3
votes

Firestore has a limit of 500 writes per second to

"a collection in which documents contain sequential values in an indexed field"

https://cloud.google.com/firestore/quotas#writes_and_transactions

What scenarios can I increase the limit to 10,000 writes per second in ONE collection?

Assuming I use Best Practices of keeping Document IDs distributed relatively evenly throughout the key range.

A) What if the documents do not contain any sequential values?

E.g. the only fields I have in each document is below.

  • Field A: random string
  • Field B: random string

B) What if the document contains a sequential field, but I don't query by that field ever?

  • Field A: random string
  • Field B (Sequential): date

C) What if the document contains a sequential field, but I turn off indexing to the date in Field B?

  • Field A: random string
  • Field B (Sequential): date (automatic indexing turned off)

C) Part 2 - If I turn off indexing to that date field (and this removes the 500 per second limitation), what happens if I randomly add a Field C to a SINGLE document in the collection? Does having this one document with a Field C ruin the 10,000 per second write limitation to the collection? Because now Firestore has to worry about automatic indexing of any new Field C?

(and then does this happen every single time you add a random field to any document in this collection, and therefore have to turn off indexing to every possible field in the collection to remove the 500ps limitation?)

2

2 Answers

3
votes

500 writes per second is a conservative estimate of what a single server can handle. As Cloud Firestore does horizontal row sharding for both document and index storage; this means documents written with sequential ids, or index entries being added sequentially will be handled by a single server. Putting these together (500 writes per server + sequential updates handled by 1 server) is what gives you that limit.

When you have well distributed data, our horizontal row sharding can split for workload into many servers. For Cloud Firestore in Native mode, this will work until you hit the upper limit of our realtime system, which is around 10K writes/second. For Cloud Firestore in Datastore mode, there is no practical limit as long as you give us a heads up (customers can exceed 1M writes/second)

In short, A) and C) will be limited by the upperbound of the mode (10K or available capacity). B) will be limited by the load a single server can handle.

For C2), there will be no impact if you are just adding it to a single document. The limit is purely based on the incoming load and what servers it gets assigned to.

0
votes

For the community: Firestore updated their documentation to include more detail into why there is a limit on 500 per second writes, and also a suggested solution on how to overcome it.

https://firebase.google.com/docs/firestore/solutions/shard-timestamp

Solution

  1. Add a shard field alongside the timestamp field. Use 1..n distinct values for the shard field. This raises the write limit for the collection to 500*n, but you must aggregate n queries.
  2. Update your write logic to randomly assign a shard value to each document.
  3. Update your queries to aggregate the sharded result sets.
  4. Disable single-field indexes for both the shard field and the timestamp field.
  5. Delete existing composite indexes that contain the timestamp field. Create new composite indexes to support your updated queries. The order of the fields in an index matters, and the shard field must come before the timestamp field. Any indexes that include the timestamp field must also include the shard field.
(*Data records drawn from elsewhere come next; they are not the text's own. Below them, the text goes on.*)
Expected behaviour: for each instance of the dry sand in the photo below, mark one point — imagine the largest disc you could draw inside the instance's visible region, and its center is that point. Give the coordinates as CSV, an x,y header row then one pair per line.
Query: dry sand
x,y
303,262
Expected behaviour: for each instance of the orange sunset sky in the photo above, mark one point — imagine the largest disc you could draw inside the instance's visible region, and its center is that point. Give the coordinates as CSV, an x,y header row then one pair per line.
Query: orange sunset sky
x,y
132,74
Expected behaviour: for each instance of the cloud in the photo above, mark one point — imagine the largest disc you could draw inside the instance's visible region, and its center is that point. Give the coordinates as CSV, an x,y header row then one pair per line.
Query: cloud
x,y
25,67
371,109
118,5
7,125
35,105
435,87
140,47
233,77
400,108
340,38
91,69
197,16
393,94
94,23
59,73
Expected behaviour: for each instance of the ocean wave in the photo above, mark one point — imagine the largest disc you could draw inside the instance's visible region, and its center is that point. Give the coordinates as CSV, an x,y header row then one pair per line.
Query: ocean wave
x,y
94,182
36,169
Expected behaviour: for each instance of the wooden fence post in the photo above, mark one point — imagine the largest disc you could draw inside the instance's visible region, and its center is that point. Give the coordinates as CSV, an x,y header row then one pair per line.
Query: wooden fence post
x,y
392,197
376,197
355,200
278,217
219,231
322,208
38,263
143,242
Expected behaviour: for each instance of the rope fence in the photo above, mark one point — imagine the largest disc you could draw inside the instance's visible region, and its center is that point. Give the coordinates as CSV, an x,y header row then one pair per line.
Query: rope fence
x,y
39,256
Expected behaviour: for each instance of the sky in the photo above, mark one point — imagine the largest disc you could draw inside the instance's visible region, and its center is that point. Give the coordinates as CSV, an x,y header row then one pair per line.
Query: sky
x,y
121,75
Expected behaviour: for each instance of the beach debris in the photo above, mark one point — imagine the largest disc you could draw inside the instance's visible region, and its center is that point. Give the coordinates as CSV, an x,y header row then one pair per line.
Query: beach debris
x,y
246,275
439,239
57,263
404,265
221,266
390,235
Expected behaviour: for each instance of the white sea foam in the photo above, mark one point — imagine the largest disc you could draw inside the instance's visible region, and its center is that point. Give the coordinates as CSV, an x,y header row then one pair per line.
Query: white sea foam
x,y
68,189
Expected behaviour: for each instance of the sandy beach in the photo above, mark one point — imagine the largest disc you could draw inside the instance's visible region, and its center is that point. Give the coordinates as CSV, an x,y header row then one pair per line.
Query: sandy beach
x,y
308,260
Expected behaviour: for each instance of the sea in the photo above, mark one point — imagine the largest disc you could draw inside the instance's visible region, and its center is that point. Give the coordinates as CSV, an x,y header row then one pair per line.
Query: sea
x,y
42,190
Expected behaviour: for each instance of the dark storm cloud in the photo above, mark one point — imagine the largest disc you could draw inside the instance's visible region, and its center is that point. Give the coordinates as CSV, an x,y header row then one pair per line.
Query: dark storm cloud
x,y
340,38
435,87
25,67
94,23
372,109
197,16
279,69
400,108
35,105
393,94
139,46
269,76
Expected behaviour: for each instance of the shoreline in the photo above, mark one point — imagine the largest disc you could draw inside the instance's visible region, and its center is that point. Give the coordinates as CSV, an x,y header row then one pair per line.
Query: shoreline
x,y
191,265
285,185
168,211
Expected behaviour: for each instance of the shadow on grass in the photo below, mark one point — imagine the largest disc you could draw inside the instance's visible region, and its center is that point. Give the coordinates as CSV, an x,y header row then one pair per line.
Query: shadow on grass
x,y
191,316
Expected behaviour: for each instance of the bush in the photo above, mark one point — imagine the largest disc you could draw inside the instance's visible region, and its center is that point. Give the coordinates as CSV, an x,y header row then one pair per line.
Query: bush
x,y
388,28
Warning (not highlighted in the docs)

They don't call it out specifically in the docs, but shards may increase the number of reads you have to do. As you can see in Step 1 you must aggregate across shards.

E.g. in the example there are 3 shards, and the limit is 5. The query returns up to 15 documents, but you only want 5. So it slices it back down to 5 at the end.

This would be particularly problematic if you have [10] shards (5000 writes per second) and want the limit to be [50]. You would be aggregating across [500] docs when you only want [50].

Understanding the write for limit sequential indexed fields

The limit on the write rate for sequential indexed fields comes from how Cloud Firestore stores index values and scales index writes. For each index write, Cloud Firestore defines a key-value entry which concatenates the document name and the value of each indexed field. Cloud Firestore organizes these index entries into groups of data called tablets. Each Cloud Firestore server holds one or more tablets. When the write load to a particular tablet becomes too high, Cloud Firestore scales horizontally by splitting the tablet into smaller tabletsand spreading the newtablets` across different Cloud Firestore servers.

Cloud Firestore places lexicographically close index entries on the same tablet. If the index values in a tablet are too close together, such as for timestamp fields, Cloud Firestore cannot efficiently split the tablet into smaller tablets. This creates a hot spot where a single tablet receives too much traffic, and read and write operations to the hot spot become slower.

By sharding a timestamp field, you make it possible for Cloud Firestore to efficiently split workloads across multiple tablets. Although the values of the timestamp field might remain close together, the concatenated shard and index value give Cloud Firestore enough space between index entries to split the entries among multiple tablets.